Adenomyosis is perhaps the most difficult condition to have for a woman who is trying to conceive. However, pregnancy can still occur as shown by this example. It is important to attempt to conceive at an earlier age because in older women besides the adenomyosis, age will be another factor that will reduce the chances of pregnancy.
Adenomyosis is oestrogen dependent and menopause will be a natural cure. It does not increase the chances of cancer development. However, as the endometrial lining has invaded the myometrium, this endometrial tissue may progress to endometrial cancer on rare occasions.
Case 4.2 : Severe dysmenorrhea caused by endometriosis and adenomyosis treated with Depoprovera® injection
Miss SGC, an unmarried lady, saw me in 2001 at the age of 35 years. She had undergone a laparotomy for endometrioma in 1991. She complained of dysmenorrhea and heavy menses. Examination and transabdominal ultrasound showed multiple uterine fibroids.
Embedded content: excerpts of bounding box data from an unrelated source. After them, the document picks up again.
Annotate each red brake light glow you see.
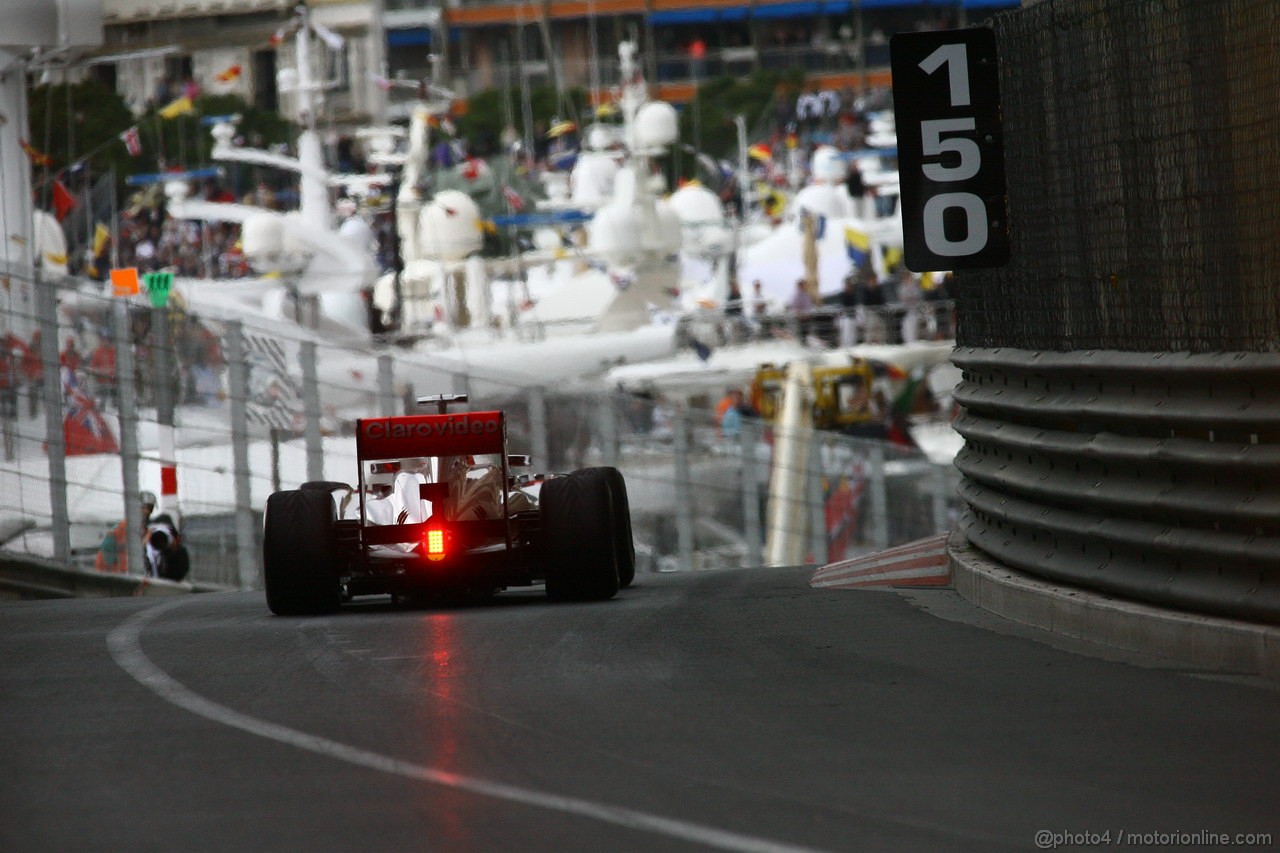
[424,528,444,560]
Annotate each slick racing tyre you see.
[581,467,636,589]
[540,469,618,601]
[262,489,342,616]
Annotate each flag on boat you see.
[54,178,78,222]
[18,140,52,165]
[845,225,872,269]
[547,122,577,140]
[159,95,196,119]
[63,380,120,456]
[120,127,142,158]
[93,222,111,257]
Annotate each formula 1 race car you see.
[262,394,635,615]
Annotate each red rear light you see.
[422,528,444,560]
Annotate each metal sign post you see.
[890,29,1009,273]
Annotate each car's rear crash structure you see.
[262,396,635,615]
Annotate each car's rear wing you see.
[356,411,507,461]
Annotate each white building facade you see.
[93,0,387,131]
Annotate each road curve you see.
[0,569,1280,852]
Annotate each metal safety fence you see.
[0,279,956,588]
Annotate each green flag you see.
[142,273,173,307]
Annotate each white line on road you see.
[106,598,829,853]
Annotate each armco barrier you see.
[954,347,1280,622]
[0,551,221,598]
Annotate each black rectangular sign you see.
[890,28,1009,273]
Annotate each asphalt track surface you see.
[0,567,1280,852]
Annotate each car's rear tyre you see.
[582,467,636,589]
[539,469,618,601]
[262,489,342,616]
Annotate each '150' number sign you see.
[890,28,1009,272]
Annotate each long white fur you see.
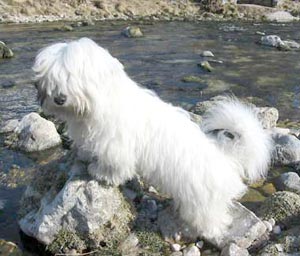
[33,38,270,238]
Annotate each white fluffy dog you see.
[33,38,271,238]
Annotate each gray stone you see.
[283,40,300,49]
[201,51,215,57]
[265,11,298,22]
[260,35,285,47]
[256,107,279,129]
[0,41,14,59]
[275,172,300,194]
[257,191,300,228]
[272,132,300,164]
[220,243,249,256]
[183,245,200,256]
[158,202,267,249]
[0,239,23,256]
[122,26,144,38]
[14,113,61,152]
[0,119,19,133]
[119,233,139,256]
[19,160,132,246]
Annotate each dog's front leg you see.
[88,160,133,186]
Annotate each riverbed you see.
[0,21,300,248]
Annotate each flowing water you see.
[0,22,300,248]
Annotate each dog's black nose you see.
[54,94,67,105]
The largest fibroid measured 3.7 x 4.3 cm. She was on regular follow- up and the fibroids continued to grow. In 2004 the largest fibroid measured 6.71 x 5.29 cm. She also had a small ovarian cyst. She was suffering from severe dysmenorrhea and took analgesics during her menses. She underwent a laparotomy. Multiple fibroids were removed and adhesiolysis and cystectomy was also performed. Postoperatively, she received 3 doses of monthly Gonadotrophinc Releasing Hormone (GnRH) agonist (g) injections. She suffered from headaches while on this medication and so the medication was changed to dimetriose for 2 months. After that, she stopped all medication. She came for consultation again in May 2006, complaining of severe pain during her menses (dysmenorrhea) over the previous few months. Examination and ultrasound showed an endometrioma measuring 3.09 x 5.47 cm. Her uterus was also bulky resembling adenomyosis.
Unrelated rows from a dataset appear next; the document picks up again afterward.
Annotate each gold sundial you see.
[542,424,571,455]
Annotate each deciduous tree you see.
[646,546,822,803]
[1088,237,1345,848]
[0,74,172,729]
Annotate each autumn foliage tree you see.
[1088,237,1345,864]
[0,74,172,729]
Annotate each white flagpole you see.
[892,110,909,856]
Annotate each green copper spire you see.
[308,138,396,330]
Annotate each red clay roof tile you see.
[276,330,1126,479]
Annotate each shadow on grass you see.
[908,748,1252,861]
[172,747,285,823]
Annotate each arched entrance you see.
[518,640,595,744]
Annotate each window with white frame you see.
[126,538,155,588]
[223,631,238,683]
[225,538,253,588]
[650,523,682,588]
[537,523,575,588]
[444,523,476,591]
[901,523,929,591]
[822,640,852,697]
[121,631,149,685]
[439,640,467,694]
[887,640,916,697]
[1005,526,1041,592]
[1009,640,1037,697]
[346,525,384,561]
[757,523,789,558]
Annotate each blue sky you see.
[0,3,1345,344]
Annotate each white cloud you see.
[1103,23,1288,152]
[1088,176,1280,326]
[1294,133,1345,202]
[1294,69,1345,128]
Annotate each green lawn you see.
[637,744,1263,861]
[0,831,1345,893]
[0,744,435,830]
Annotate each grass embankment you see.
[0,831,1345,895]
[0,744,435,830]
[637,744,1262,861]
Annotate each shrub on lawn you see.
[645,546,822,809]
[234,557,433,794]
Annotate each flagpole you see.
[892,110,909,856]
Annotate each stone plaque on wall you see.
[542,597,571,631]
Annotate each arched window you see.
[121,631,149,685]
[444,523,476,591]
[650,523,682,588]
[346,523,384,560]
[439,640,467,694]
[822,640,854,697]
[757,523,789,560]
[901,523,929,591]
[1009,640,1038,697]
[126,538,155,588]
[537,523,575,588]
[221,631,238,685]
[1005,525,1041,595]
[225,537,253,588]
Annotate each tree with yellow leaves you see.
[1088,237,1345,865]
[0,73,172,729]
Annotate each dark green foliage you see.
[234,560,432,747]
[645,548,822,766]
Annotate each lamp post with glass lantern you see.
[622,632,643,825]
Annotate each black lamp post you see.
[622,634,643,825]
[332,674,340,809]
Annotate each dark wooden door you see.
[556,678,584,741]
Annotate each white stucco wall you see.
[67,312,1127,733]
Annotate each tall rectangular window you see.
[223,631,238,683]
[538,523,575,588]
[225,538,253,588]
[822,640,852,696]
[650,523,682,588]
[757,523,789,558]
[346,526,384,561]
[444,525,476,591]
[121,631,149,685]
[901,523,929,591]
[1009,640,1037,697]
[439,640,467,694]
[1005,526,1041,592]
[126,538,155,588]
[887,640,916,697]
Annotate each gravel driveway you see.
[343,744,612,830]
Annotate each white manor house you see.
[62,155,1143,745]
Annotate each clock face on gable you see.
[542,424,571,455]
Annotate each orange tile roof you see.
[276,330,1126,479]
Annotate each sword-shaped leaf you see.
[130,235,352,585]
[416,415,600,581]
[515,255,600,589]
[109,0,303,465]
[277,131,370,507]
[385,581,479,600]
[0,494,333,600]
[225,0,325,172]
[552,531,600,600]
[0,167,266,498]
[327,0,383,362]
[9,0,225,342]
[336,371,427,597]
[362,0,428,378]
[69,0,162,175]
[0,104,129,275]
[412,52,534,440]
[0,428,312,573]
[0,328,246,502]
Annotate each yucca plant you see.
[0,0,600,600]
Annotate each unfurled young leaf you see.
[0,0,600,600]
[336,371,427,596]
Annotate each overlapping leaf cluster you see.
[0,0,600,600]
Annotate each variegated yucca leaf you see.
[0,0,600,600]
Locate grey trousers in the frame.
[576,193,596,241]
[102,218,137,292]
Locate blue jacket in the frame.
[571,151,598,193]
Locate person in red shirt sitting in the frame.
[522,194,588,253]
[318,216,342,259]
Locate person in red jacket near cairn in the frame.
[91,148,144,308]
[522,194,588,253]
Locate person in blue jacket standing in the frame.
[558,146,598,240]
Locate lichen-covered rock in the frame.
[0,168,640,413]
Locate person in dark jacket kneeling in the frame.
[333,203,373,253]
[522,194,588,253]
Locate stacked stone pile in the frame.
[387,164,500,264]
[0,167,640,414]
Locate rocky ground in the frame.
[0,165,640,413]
She was given the options of either a hysterectomy or Depoprovera® injection. The advantages and disadvantages of both were discussed. She opted for the injection. She has been receiving the injection, 3 monthly, since then. Her periods were irregular at first but for the last 6 years she has not been menstruating. She does not suffer from any pain. Her uterus is now of normal size and the ovarian cyst has disappeared. She is now 49 years of age. I am planning to stop the injection next year (2016) when she is 50 years of age.
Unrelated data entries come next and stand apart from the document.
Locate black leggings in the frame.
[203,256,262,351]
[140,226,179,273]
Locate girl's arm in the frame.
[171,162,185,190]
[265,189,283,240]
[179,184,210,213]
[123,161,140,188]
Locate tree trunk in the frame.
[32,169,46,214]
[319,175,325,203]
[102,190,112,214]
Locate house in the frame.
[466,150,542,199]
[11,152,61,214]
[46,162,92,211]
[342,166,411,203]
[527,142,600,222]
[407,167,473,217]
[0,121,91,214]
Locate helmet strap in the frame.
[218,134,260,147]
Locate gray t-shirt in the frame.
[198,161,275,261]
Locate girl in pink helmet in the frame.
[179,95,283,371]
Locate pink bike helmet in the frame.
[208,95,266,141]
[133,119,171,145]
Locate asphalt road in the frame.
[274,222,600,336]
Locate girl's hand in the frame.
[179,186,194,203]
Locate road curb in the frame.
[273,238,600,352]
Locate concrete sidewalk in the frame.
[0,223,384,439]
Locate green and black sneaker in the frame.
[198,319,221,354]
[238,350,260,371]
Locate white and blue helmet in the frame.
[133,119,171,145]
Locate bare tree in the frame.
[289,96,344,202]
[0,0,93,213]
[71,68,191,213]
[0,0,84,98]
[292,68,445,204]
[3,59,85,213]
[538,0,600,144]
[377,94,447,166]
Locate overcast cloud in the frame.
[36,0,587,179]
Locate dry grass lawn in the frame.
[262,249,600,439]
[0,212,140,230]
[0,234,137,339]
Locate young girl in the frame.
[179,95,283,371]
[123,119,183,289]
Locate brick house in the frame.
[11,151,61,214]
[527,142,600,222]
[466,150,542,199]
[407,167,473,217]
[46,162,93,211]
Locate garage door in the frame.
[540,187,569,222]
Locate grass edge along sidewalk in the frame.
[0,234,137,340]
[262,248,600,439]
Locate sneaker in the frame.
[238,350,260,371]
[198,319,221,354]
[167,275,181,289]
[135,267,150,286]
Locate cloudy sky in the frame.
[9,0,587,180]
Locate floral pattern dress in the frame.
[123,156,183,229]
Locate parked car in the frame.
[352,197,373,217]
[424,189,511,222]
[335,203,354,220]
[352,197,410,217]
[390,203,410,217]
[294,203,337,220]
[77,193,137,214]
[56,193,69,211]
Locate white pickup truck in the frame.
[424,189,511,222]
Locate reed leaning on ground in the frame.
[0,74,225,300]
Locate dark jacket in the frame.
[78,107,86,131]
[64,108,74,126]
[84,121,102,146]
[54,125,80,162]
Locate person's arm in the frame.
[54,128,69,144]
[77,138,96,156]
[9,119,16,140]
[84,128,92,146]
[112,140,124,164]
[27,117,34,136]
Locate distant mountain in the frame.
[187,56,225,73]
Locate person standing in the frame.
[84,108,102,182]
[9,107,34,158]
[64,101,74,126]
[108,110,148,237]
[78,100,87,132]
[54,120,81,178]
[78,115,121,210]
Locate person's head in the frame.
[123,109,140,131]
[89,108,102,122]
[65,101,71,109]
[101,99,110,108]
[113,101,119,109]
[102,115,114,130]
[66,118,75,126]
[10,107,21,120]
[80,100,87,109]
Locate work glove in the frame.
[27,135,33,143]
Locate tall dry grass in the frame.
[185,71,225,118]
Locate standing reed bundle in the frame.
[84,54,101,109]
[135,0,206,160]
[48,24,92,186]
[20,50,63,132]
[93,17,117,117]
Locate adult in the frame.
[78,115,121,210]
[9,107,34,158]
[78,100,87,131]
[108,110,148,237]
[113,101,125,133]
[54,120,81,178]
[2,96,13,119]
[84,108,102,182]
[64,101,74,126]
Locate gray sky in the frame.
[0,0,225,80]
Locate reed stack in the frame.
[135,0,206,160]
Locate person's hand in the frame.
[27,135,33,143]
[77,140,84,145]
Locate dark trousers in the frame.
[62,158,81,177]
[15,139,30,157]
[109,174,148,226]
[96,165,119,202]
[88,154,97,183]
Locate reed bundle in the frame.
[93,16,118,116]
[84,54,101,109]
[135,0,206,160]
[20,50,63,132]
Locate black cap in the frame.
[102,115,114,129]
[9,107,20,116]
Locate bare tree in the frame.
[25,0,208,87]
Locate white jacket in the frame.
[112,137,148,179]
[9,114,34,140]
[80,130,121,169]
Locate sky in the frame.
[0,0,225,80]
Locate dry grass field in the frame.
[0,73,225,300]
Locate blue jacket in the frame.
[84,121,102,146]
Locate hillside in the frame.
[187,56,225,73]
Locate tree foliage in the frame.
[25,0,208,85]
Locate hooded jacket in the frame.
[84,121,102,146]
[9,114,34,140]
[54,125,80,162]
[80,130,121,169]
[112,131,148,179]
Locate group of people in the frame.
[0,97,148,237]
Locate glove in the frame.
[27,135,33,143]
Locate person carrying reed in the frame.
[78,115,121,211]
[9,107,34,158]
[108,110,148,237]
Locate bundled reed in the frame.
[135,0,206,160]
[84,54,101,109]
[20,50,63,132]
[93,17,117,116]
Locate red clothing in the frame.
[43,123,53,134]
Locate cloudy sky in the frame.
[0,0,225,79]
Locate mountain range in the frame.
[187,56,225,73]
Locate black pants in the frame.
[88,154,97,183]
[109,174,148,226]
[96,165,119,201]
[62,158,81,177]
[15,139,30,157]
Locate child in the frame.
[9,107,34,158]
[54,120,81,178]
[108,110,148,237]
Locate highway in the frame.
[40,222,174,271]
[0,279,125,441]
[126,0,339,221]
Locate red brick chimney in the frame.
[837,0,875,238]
Dysmenorrhoea caused by adenomyosis can be very troublesome for patients. Hysterectomy is the definitive treatment. However, in women who are not keen to undergo hyseterectomy, medical therapy is an option. This patient has been well on Depoprovea® injection for 9 years. She has avoided a hysterectomy
Adenomyosis is one of the most difficult conditions to treat. It is also a difficult disease to diagnosis. Women with adenomyosis will have difficulty in conceiving and menstrual pain will be difficult to control. In patients who have completed their family, hysterectomy will alleviate all symptoms.